La Cour Suprême, donc, ne ferme pas complètement la porte à l'audience écrite, mais la subordonne à des conditions bien précises qui visent à protéger les droits des parties. Voyons-les en résumé :
Ces conditions reflètent une profonde attention aux principes d'un procès équitable et juste, cherchant un équilibre entre les exigences de célérité et les garanties de défense irréductibles.

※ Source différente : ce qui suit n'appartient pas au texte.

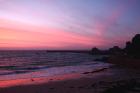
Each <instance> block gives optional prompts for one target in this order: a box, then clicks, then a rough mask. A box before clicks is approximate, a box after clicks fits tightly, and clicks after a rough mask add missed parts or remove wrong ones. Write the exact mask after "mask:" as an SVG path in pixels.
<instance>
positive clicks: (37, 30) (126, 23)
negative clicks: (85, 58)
mask: <svg viewBox="0 0 140 93" xmlns="http://www.w3.org/2000/svg"><path fill="white" fill-rule="evenodd" d="M113 1H116V0H113ZM113 1H111V2H109V0H104V1H103V2H101V1H98V0H95V1H92V0H88V1H87V2H85V1H84V0H77V1H75V0H71V1H68V2H66V1H65V0H53V1H45V0H41V1H40V0H29V1H28V0H24V1H22V0H18V1H17V0H11V1H10V0H7V1H4V0H3V1H1V3H0V49H89V48H92V47H94V46H96V47H99V48H107V47H110V46H113V45H119V46H121V47H122V46H124V45H123V43H124V42H125V41H126V40H129V39H130V38H131V37H132V36H133V35H134V34H136V33H139V29H140V26H139V25H136V24H138V20H137V19H138V18H139V15H140V12H139V11H138V10H137V7H138V4H137V3H140V2H139V1H138V0H134V1H133V4H132V5H130V3H127V2H128V1H127V0H126V1H124V2H121V1H120V0H118V2H115V3H114V2H113ZM119 2H121V3H119ZM102 4H103V5H102ZM101 5H102V7H103V8H102V7H101ZM113 5H114V6H113ZM119 5H120V6H121V7H119ZM97 9H98V11H97ZM128 10H129V11H128ZM134 10H136V11H135V12H134ZM132 13H133V14H134V15H135V17H134V15H131V14H132ZM129 14H130V15H129ZM128 29H129V30H128ZM122 33H124V34H122Z"/></svg>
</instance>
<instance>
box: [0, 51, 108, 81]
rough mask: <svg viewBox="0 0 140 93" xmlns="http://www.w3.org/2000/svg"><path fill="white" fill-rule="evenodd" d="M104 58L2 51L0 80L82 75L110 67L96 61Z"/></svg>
mask: <svg viewBox="0 0 140 93" xmlns="http://www.w3.org/2000/svg"><path fill="white" fill-rule="evenodd" d="M100 57H102V56H93V55H90V54H88V53H72V52H47V51H45V50H40V51H37V50H34V51H33V50H32V51H27V50H26V51H25V50H24V51H0V80H9V79H19V78H34V77H47V76H54V75H62V74H69V73H79V72H80V73H82V72H84V71H90V70H96V69H98V68H105V67H109V66H110V64H107V63H104V62H97V61H94V60H95V59H96V58H100Z"/></svg>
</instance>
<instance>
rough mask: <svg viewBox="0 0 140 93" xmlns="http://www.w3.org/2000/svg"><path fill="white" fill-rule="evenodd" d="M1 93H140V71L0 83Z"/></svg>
mask: <svg viewBox="0 0 140 93" xmlns="http://www.w3.org/2000/svg"><path fill="white" fill-rule="evenodd" d="M0 87H1V88H0V93H140V71H138V70H133V69H132V70H131V69H129V70H126V69H121V68H119V69H118V68H116V67H112V68H109V69H102V70H98V71H97V72H94V71H89V72H83V73H74V74H68V75H60V76H54V77H42V78H30V79H18V80H9V81H0Z"/></svg>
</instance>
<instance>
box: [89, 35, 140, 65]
mask: <svg viewBox="0 0 140 93" xmlns="http://www.w3.org/2000/svg"><path fill="white" fill-rule="evenodd" d="M91 53H92V54H93V55H97V54H98V55H104V54H106V55H109V57H108V58H103V60H102V59H101V60H99V61H107V62H109V63H113V64H117V65H120V66H126V67H132V68H140V34H136V35H135V36H134V37H133V38H132V40H131V41H128V42H126V46H125V48H123V49H121V48H119V47H118V46H114V47H112V48H109V49H108V50H104V51H103V50H99V49H98V48H93V49H92V50H91ZM104 59H105V60H104ZM97 61H98V60H97Z"/></svg>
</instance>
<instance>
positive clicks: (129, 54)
mask: <svg viewBox="0 0 140 93" xmlns="http://www.w3.org/2000/svg"><path fill="white" fill-rule="evenodd" d="M124 50H125V52H126V54H127V55H130V54H132V44H131V42H130V41H128V42H126V47H125V49H124Z"/></svg>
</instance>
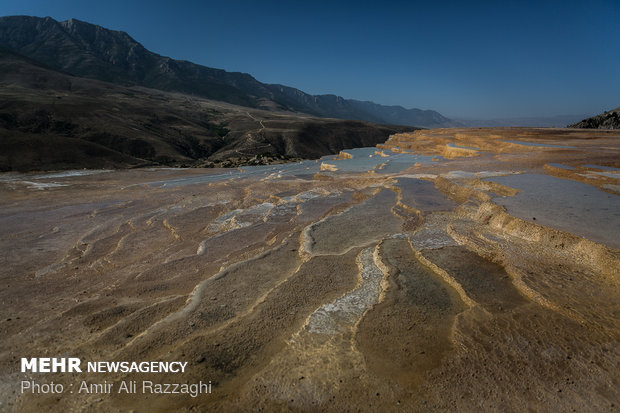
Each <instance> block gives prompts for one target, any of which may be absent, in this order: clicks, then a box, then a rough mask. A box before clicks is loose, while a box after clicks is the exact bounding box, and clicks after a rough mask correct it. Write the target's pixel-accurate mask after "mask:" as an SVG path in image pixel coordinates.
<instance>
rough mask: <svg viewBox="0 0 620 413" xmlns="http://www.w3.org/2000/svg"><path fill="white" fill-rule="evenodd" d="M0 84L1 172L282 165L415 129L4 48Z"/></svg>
mask: <svg viewBox="0 0 620 413" xmlns="http://www.w3.org/2000/svg"><path fill="white" fill-rule="evenodd" d="M0 85H1V87H0V171H36V170H59V169H71V168H74V169H75V168H77V169H81V168H88V169H93V168H128V167H136V166H147V165H167V166H228V167H232V166H239V165H248V164H249V165H251V164H261V163H280V162H285V161H292V160H295V159H298V158H306V159H307V158H318V157H320V156H323V155H327V154H330V153H338V151H340V150H341V149H345V148H354V147H361V146H374V145H375V144H377V143H381V142H384V141H385V140H386V139H387V138H388V136H389V135H390V134H393V133H395V132H401V131H405V130H412V129H415V128H412V127H399V126H384V125H376V124H371V123H368V122H361V121H346V120H338V119H325V118H316V117H311V116H309V115H301V114H295V113H290V112H286V113H284V112H274V111H265V110H258V109H251V108H247V107H242V106H235V105H230V104H227V103H223V102H217V101H212V100H208V99H204V98H199V97H195V96H189V95H184V94H180V93H170V92H162V91H158V90H154V89H147V88H143V87H136V86H134V87H126V86H119V85H116V84H112V83H106V82H101V81H97V80H92V79H85V78H80V77H75V76H71V75H67V74H64V73H60V72H58V71H55V70H52V69H49V68H47V67H43V66H41V65H40V64H38V63H36V62H33V61H32V60H29V59H27V58H24V57H23V56H20V55H18V54H15V53H13V52H11V51H8V50H6V49H0Z"/></svg>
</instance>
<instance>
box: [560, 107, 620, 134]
mask: <svg viewBox="0 0 620 413" xmlns="http://www.w3.org/2000/svg"><path fill="white" fill-rule="evenodd" d="M568 127H569V128H585V129H620V107H617V108H615V109H612V110H610V111H607V112H604V113H601V114H600V115H597V116H593V117H591V118H587V119H584V120H582V121H580V122H577V123H573V124H572V125H568Z"/></svg>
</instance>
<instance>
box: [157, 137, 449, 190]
mask: <svg viewBox="0 0 620 413" xmlns="http://www.w3.org/2000/svg"><path fill="white" fill-rule="evenodd" d="M376 151H377V148H375V147H372V148H355V149H346V150H344V151H342V152H346V153H348V154H350V155H351V156H352V157H353V158H351V159H335V158H336V156H337V155H327V156H324V157H322V158H321V159H318V160H309V161H302V162H297V163H289V164H281V165H258V166H243V167H240V168H235V169H222V170H221V171H218V172H215V173H214V171H211V170H210V171H209V172H207V173H205V174H204V175H197V176H191V177H184V178H175V179H169V180H163V181H156V182H150V183H149V185H151V186H158V187H175V186H181V185H192V184H200V183H209V182H219V181H225V180H236V179H245V178H255V179H269V178H280V177H298V178H311V177H312V176H313V175H314V174H316V173H317V172H319V171H320V168H321V164H322V163H326V164H329V165H334V166H335V167H336V168H338V170H337V171H333V172H331V171H322V172H321V173H324V174H329V175H338V174H342V173H363V172H369V171H375V173H379V174H391V173H398V172H401V171H403V170H405V169H407V168H409V167H411V166H413V165H414V164H415V163H431V162H433V158H437V157H433V156H426V155H416V154H410V153H399V152H392V151H383V153H384V154H386V155H387V156H380V155H377V154H375V152H376ZM382 164H383V166H382V167H381V168H380V169H379V167H380V166H381V165H382Z"/></svg>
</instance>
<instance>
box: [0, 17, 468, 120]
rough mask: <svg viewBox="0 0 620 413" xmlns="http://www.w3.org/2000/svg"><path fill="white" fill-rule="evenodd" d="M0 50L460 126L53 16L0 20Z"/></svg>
mask: <svg viewBox="0 0 620 413" xmlns="http://www.w3.org/2000/svg"><path fill="white" fill-rule="evenodd" d="M0 46H3V47H5V48H7V49H8V50H11V51H13V52H15V53H18V54H20V55H23V56H25V57H28V58H30V59H32V60H34V61H36V62H39V63H41V64H43V65H45V66H47V67H49V68H51V69H54V70H59V71H62V72H65V73H68V74H72V75H75V76H80V77H86V78H91V79H97V80H102V81H106V82H111V83H116V84H120V85H123V86H144V87H148V88H153V89H158V90H163V91H168V92H180V93H185V94H190V95H193V96H199V97H203V98H207V99H212V100H217V101H222V102H227V103H232V104H235V105H241V106H246V107H251V108H257V109H265V110H273V111H288V112H296V113H305V114H310V115H314V116H319V117H330V118H340V119H355V120H363V121H368V122H374V123H384V124H395V125H408V126H418V127H431V128H432V127H446V126H455V125H456V123H455V122H452V121H451V120H450V119H448V118H446V117H444V116H442V115H441V114H440V113H438V112H435V111H432V110H421V109H405V108H403V107H401V106H384V105H379V104H376V103H372V102H363V101H358V100H352V99H345V98H342V97H340V96H336V95H310V94H307V93H304V92H303V91H301V90H299V89H295V88H292V87H288V86H284V85H278V84H265V83H261V82H259V81H258V80H256V79H255V78H253V77H252V76H251V75H249V74H246V73H236V72H227V71H224V70H220V69H213V68H209V67H206V66H202V65H198V64H195V63H192V62H188V61H184V60H174V59H171V58H169V57H164V56H160V55H158V54H156V53H153V52H151V51H149V50H147V49H146V48H145V47H144V46H142V45H141V44H140V43H138V42H137V41H136V40H134V39H133V38H132V37H131V36H130V35H128V34H127V33H125V32H122V31H113V30H108V29H105V28H103V27H101V26H97V25H94V24H90V23H86V22H83V21H79V20H77V19H70V20H67V21H62V22H58V21H56V20H54V19H52V18H51V17H45V18H39V17H30V16H7V17H2V18H0Z"/></svg>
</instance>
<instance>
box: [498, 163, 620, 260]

Le cœur de la décision de la Cassation réside dans la réaffirmation des principes du contradictoire et du droit de défense. L'article 127-ter c.p.c., dans sa formulation antérieure, permettait une flexibilité qui, si elle n'était pas interprétée correctement, aurait pu saper ces droits fondamentaux. La Cour, rappelant également la jurisprudence constitutionnelle et les références normatives européennes, réaffirme que toute innovation procédurale doit être compatible avec la pleine expression des défenses des parties. L'audience, même si elle n'est que pour la discussion, représente un moment crucial pour la dialectique procédurale. Sa substitution par des notes écrites doit être une alternative fonctionnelle, non une compression, et doit toujours permettre aux parties d'exprimer pleinement leurs raisons et de répliquer à celles de leurs adversaires, ainsi qu'au juge de saisir chaque nuance utile à la décision.
L'Arrêt n° 17603 de 2025 de la Cour de Cassation représente un point fixe dans la jurisprudence relative à l'application de l'article 127-ter c.p.c. dans le procès du travail. Il clarifie que la recherche de l'efficacité et de la simplification ne peut et ne doit compromettre les garanties fondamentales du procès équitable. L'audience écrite est admissible, mais seulement à des conditions déterminées et strictes, qui préservent le droit au contradictoire, à la défense et à la pleine expression des raisons des parties. C'est un avertissement pour les juges d'évaluer attentivement chaque cas individuel et pour les parties de faire valoir leurs droits procéduraux, contribuant ainsi à maintenir un équilibre délicat, mais essentiel, entre célérité et justice substantielle dans notre système.